Center Stage, September 2017: Camilla Tassi

Center stage-2

Camilla Tassi
Camilla Tassi

Born in Florence, Italy, and described by Third Coast Percussion as “sharing passion for meaningful cross-disciplinary collaboration”, Camilla Tassi is an engineer and musician interested in the production of interdisciplinary classical performances that include technological visual components and mixed media. 

Camilla’s true passion lies in directing and producing classical works and her most recent, grant-funded, projects include G.F. Handel’s “La Resurrezione” HWV 47, a multimedia Giacomo Carissimi tribute “Pen e Tormenti”, and “If This is a Man: music, science, and humanity” an interdisciplinary project and tribute to Italian chemist and author Primo Levi – which included the US Premiere of Ennio Morricone’s “Se questo e` un uomo” for chamber orchestra, soprano, and reciting voice. 

Camilla holds a Bachelors of Science in Computer Science and a Bachelor of Arts in Music (with a Minor in Italian Studies) from the University of Notre Dame and is pursuing a Master of Arts in Digital Musics at Dartmouth College.

How did you come to the field of Early Music?

My junior year of undergrad I decided I wanted to feel like an impresario and and put on an oratorio – my friend suggested Handel’s “Resurrezione”, with my native language being Italian. I had heard and enjoyed early/baroque music before, but this is where I fell in love in a more immersive and complete fashion. I got the chance to coach and audition all the vocal roles, create a new translation for the program, select the venue, bring in some orchestral players from outside my school (including an incredible professional gamba player!), approached a doctoral friend of mine to conduct from the harpsichord… It was really a transformative experience for me. In the same year, I was first exposed to Alfonso X’s cantigas for solo voice. I thought they were beautiful, and a professor who played viola da gamba at my undergrad wrote a viol accompaniment for them. I hadn’t heard anything like them before and those cantigas were such a treat to sing. Since then, the early music bug as caught on, and I’ve continued to sing the repertoire and have begun harpsichord lessons! As I am writing this, I am currently in Italy assistant directing a production of Handel’s Serse through Oberlin’s Arezzo Opera Festival. 🙂

Tell us about your most memorable concert experience?
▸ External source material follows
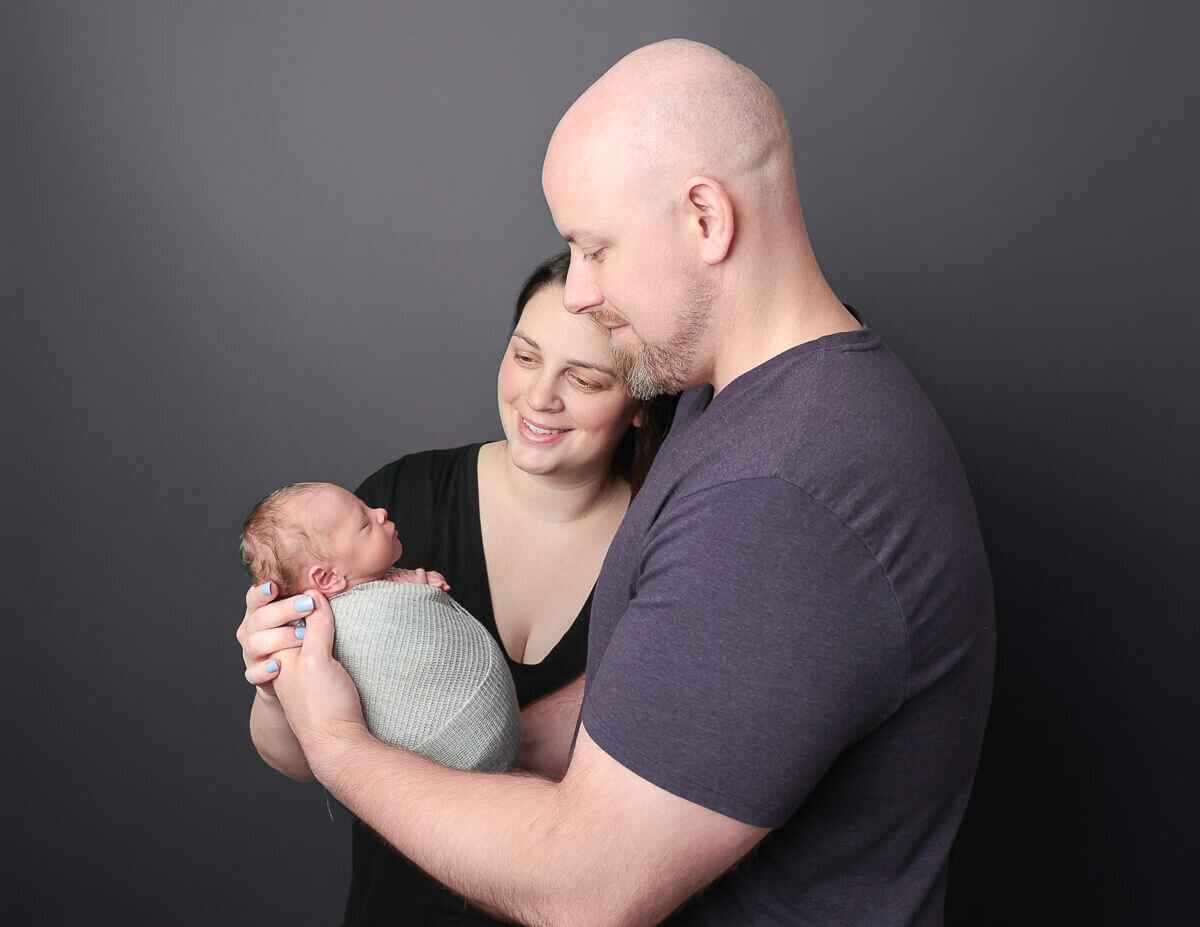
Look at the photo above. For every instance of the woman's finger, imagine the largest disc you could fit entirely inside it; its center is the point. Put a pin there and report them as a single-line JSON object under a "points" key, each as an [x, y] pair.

Attending Monteverdi’s “Incoronazione di Poppea” at Paris’ Palais Garnier (Paris Opera) only a month after having sung the role of Drusilla in a small college’s production of the same opera. Seeing it at a completely different level of musicianship, scale, and location was incredibly inspiring after one gets to know a score so intimately from months of work. 

If we’re talking more recently, taking a 5-hour bus ride with a friend of mine (during the busiest part of the school year) just to see Handel’s Ariodante at Carnegie Hall (with The English Concert) – which was completely worth it! You know those concerts where you feel incredibly engaged every second? It was life changing!

But, the most memorable was an Apollo’s Fire concert at Dartmouth that I had the chance to stage manage. So much incredible energy and such professional but kind, inspiring, and down-to-earth musicians. Their concerts are like shots of adrenaline and emotion.

You’re listening to music… what’s on your playlist that would surprise us?

Lots of songs by Italian 60s pop-icon, Mina. What a phenomenal and powerful voice! Check out “L’immensita`”! Alternatively, also EDM tracks by Alan Walker.

Unexpectedly, you have two hours of free time later today… what will you do?

Enjoy the sun and walk around the piazze in Arezzo, grab an aperitivo… But also prepare for tomorrow’s scenes staging work!

As a music student, what is one surprising aspect of early music you have encountered?

With harpsichord especially, I’ve been blown away by the importance of articulation, of lengthening a note, of releasing a figure, which ornamentation to use… And the other aspect has been how much we can still create with early music today. My work lately combines animated visual projections that I create to go along with early music programs, such as an all-Carissimi tribute I did in March that had animated projections of the manuscripts, artwork of the period…For one of the choruses from Jepthe that I had the students sing, I visually surrounded the audience with pictures I had taken of the interior of the Crocifisso oratory where the work was originally premiered. There’s a lot that we can bring to life with today’s visual technology and the imaginative power of early music.